Fulvio Reggiori studied Biochemistry at University of Fribourg, Switzerland, and in 1997, he obtained his PhD in Biochemistry from the same Institution. In the laboratory of Prof. Andreas Conzelmann, he has worked on the remodelling of the lipid moiety of GPI-anchored proteins and on sphingolipid biosynthesis in yeast Saccharomyces cerevisiae.

After staying one additional year in the same laboratory as a postdoctoral fellow, he moved to the MRC Laboratory of Molecular Biology in Cambridge, United Kingdom, in 1998. There, in the laboratory of Dr. Hugh Pelham, he has investigated the signals targeting integral membrane proteins into the internal vesicles of the multivesicular bodies.

In 2001, he joined the laboratory of Prof. Daniel Klionsky at the Life Sciences Institute of the University of Michigan in Ann Arbor (USA). There, he started working on different aspects of the molecular mechanism of autophagy in yeast.
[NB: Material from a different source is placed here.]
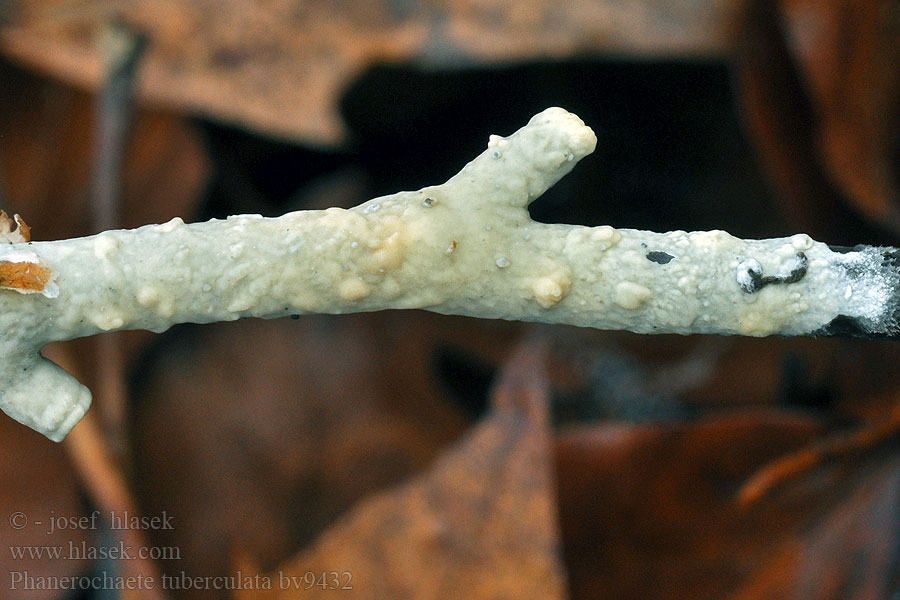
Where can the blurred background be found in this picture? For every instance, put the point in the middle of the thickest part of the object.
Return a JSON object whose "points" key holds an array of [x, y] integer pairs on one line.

Reggiori was appointed as a tenured Assistant Professor at the Department of Cell Biology of the University Medical Center Utrecht 2005. He started his independent research career working on the molecular mechanism of autophagy. The laboratory interests also extended to pathogens that subvert autophagy to invade host cells. In 2011, he became an Associate Professor at the same Institution.

In 2015, Reggiori became Professor at the Department of Biomedical Sciences of Cells and Systems of the University Medical Center Groningen, where he is continuing his investigations on the molecular mechanism of autophagy in yeast and on the interaction between pathogens and the ATG proteins. At the same department, he is Head of the Molecular Cell Biology Section since 2018.